Outside Lies Magic by John R. Stilgoe (pp. 10-11)
I read Outside Lies Magic a few months ago, but my mind kept returning to this quote. Stigloe nicely captures what I enjoy about cycling or walking. Spending time to take the what I'm passing, stopping occasionally to get a better look.
I used to spend weekends walking with some friends. I was always the laggard: looking at the way sewage pipes were integrated into a bridge, identifying a new plant of fungus I'd never seen. I must have driven them crazy.
This is what walking was about for me: not the rush to the end (though the inevitable beer at the pub was nice), but the discovery along the way. It was about learning something new, finding something I'd never seen before, solving a mystery.
I recently went on a hike with my young son. We were with a large group, and he was lagging behind. He'd learned to take time looking at what he was walking past. And yet on this hike I became frustrated with him, tried to rush him, tried to get him to keep up. This was a mistake.

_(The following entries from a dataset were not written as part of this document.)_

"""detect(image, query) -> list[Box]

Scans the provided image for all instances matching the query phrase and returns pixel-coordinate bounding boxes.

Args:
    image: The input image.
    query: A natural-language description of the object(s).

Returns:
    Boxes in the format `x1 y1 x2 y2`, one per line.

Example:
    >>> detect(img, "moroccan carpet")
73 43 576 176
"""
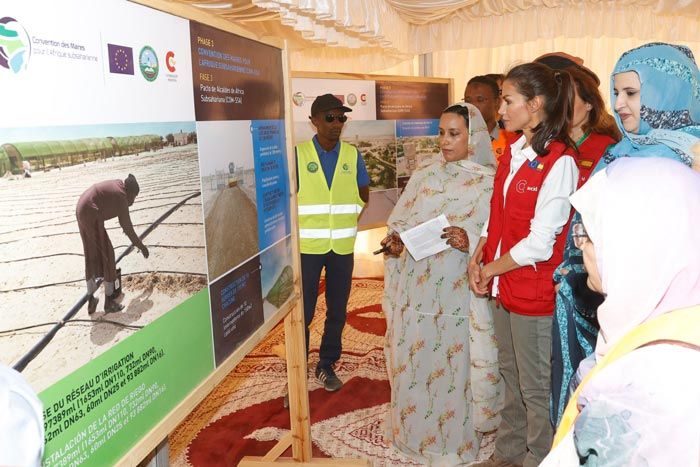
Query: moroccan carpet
169 279 493 467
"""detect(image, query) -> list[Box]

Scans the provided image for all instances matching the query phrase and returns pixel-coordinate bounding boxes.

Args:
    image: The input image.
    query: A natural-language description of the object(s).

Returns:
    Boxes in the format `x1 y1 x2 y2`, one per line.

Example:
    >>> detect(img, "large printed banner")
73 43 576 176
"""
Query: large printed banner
0 0 294 466
292 78 449 227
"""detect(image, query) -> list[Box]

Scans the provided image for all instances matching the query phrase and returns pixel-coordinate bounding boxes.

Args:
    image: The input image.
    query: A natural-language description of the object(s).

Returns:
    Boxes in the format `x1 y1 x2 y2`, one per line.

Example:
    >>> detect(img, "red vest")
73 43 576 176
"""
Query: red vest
576 133 615 188
484 141 575 316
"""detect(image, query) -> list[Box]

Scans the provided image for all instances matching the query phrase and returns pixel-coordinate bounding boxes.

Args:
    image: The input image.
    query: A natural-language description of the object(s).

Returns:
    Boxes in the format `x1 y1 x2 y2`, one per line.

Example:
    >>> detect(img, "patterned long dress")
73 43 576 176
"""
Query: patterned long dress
383 160 503 466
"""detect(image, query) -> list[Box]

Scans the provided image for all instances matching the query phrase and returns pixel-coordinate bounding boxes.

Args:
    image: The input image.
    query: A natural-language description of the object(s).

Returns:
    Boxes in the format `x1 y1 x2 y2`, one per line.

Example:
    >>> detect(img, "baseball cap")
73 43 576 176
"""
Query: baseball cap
311 94 352 116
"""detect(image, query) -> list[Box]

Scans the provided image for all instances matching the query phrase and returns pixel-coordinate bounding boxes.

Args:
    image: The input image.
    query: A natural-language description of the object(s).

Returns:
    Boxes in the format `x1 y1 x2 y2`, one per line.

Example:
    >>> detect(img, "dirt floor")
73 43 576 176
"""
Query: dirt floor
0 145 207 391
205 186 258 281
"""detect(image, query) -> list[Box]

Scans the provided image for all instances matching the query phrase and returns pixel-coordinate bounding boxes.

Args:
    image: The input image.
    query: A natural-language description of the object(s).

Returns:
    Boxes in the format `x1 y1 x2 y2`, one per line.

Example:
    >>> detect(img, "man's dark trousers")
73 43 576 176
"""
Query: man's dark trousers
301 251 354 368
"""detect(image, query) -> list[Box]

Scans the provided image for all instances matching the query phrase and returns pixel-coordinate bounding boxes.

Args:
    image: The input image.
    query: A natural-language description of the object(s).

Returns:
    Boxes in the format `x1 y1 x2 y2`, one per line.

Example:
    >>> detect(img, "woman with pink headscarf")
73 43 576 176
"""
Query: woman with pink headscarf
541 158 700 467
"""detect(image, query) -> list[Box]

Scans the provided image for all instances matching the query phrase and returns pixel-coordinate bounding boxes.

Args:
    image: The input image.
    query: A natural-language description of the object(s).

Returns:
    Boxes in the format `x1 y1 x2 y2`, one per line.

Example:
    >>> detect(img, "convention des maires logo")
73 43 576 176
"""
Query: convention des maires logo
0 16 32 73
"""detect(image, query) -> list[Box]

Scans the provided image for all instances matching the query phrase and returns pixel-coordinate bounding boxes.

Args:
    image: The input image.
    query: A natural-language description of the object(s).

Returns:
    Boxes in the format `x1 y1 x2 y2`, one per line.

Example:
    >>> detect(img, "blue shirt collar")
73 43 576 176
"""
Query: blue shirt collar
311 135 340 156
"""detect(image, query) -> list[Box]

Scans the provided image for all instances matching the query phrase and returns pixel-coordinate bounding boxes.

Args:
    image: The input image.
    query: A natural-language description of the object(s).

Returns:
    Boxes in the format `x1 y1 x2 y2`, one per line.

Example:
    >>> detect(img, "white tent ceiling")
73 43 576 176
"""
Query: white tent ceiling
168 0 700 99
177 0 700 56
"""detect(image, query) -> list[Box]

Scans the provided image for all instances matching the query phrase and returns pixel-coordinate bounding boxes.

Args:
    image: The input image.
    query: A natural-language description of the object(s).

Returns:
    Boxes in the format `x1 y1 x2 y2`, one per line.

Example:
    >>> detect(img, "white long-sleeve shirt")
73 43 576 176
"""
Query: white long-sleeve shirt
481 135 578 297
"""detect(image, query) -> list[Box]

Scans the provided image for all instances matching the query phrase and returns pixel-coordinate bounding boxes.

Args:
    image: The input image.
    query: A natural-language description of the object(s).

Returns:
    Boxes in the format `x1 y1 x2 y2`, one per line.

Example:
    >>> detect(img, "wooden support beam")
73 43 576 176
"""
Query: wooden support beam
238 456 371 467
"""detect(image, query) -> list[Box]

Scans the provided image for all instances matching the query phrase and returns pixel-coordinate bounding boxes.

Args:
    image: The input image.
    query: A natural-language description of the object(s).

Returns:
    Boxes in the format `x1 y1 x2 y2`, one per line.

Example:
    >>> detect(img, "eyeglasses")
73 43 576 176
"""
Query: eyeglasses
323 114 348 123
571 222 590 250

It's one of those regrettable mistakes that you almost know you're making as you're in the act of doing it. Fortunately, my wife has more sense than I have. After a while, we simply stopped and had lunch on our own. We then resumed our usual pace of wandering and wondering, rather than pushing mindlessly and blindly on to the next point on the map.
I feel the same about cycling. I cycle home from the train station in the evenings. It's become one of my favorite parts of the day. The thirty minutes or so that I cycle home are the only point in most of my days when I can take note of the changing position of the stars, the progression of plants that a growing in the verge or the birdsong that accompanies me on these ride. I've occasionally stopped (though not often enough) to examine a flower that I noticed as I passed or to get a better look at hard-to-see constellations on a moonless night.
I don't think I'd make a very good road cyclist. The point seems to be to go as fast as possible. While I can understand the thrill of speed and the wind rushing past, I'm more drawn to exploring roadside mysteries than rushing past them.
I like to think that in doing this I'm honing what Stigloe calls the skills of exploration. I need more practice. I don't stop often enough. I don't take enough opportunities to explore. Having a six-year-old son helps, though I have to remember to follow his lead rather than expecting him to follow mine.